Nelson George made the most interesting point of the discussion, drawing comparisons between Thriller and Orsen Welles’ magnum opus Citizen Kane, as the definitive work that both artists chased and failed to replicate through the rest of their careers and even more, their lives. While Kane was Welles first full-length feature and has been lauded as the greatest film ever made in some circles, he failed to meet the expectations in subsequent works, much as Michael did with Thriller though it was near the midpoint of a career that spanned 40 years. It was the success of the greatest selling album in history that sent Michael Jackson into orbit and changed the course of his life, as he gained a level of stardom that he couldn’t outlive and a measure of success that he could never match.

Though the media’s slanderous nickname “Wacko Jacko” was banned for the weekend, no true Michael Jackson discussion can be held without the tumultuous last quarter of his life that was filled with inactivity, child molestation allegations, bizarre behavior, marriages, children, financial difficulties and a comeback tour that was derailed by his shocking death on June 25th of last year. The panelists kept it all the way real as they discussed many of the poor decisions Michael had made since his life became more sideshow than showtime. So real in fact, one audience attendee seemed to think that George wasn’t a fan and seemed poised to pounce on him if he confirmed her suspicions. It is this Michael Jackson that has lived through the media since his death, which like the last years of his life, became a circus the media fed instead of observing his legacy.

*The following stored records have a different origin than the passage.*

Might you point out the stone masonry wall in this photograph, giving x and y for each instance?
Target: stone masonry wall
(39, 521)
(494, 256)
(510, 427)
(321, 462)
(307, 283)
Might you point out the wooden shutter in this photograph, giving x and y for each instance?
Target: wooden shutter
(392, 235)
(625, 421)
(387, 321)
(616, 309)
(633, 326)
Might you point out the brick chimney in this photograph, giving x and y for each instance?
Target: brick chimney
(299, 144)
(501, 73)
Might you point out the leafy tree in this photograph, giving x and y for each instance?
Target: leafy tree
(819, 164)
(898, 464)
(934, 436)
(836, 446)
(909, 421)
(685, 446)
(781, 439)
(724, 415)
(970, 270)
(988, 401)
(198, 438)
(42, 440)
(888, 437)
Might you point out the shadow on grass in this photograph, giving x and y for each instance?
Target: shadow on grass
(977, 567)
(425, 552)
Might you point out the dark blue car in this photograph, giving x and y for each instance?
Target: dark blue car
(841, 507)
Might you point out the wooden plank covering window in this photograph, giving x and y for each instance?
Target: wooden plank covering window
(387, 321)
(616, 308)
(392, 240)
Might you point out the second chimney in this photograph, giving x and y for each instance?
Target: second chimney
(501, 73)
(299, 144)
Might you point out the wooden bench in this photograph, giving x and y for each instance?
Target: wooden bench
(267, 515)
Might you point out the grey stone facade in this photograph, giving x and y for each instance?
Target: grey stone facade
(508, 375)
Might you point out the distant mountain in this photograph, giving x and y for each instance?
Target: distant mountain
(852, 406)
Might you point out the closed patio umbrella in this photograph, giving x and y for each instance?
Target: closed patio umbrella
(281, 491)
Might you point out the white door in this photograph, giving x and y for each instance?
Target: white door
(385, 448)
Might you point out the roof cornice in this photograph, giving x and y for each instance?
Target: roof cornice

As we watched the speakers trade observations on the King of Pop, audience members readied questions, comments and personal reflections, one brother proved to be a walking Wikipedia entry of Michael Jackson, but we were all attracted to the Schomburg this night for a discussion on a man that sang, spinned, and moonwalked through our lives and made the impossible plausible. We’re closing in on the one-year anniversary of the greatest entertainer of all-time’s death and tribute parties, discussions, radio and video blocks will fill our calendars, but honest discourse like what took place in Harlem, U.S.A. that Friday night is what’s needed. In his death, we have found that his life has meant much more than those dance moves, the songs we’ve grown up on and definitely the last 15 years of his life that nearly erased the memories of those who idolized him from near and far.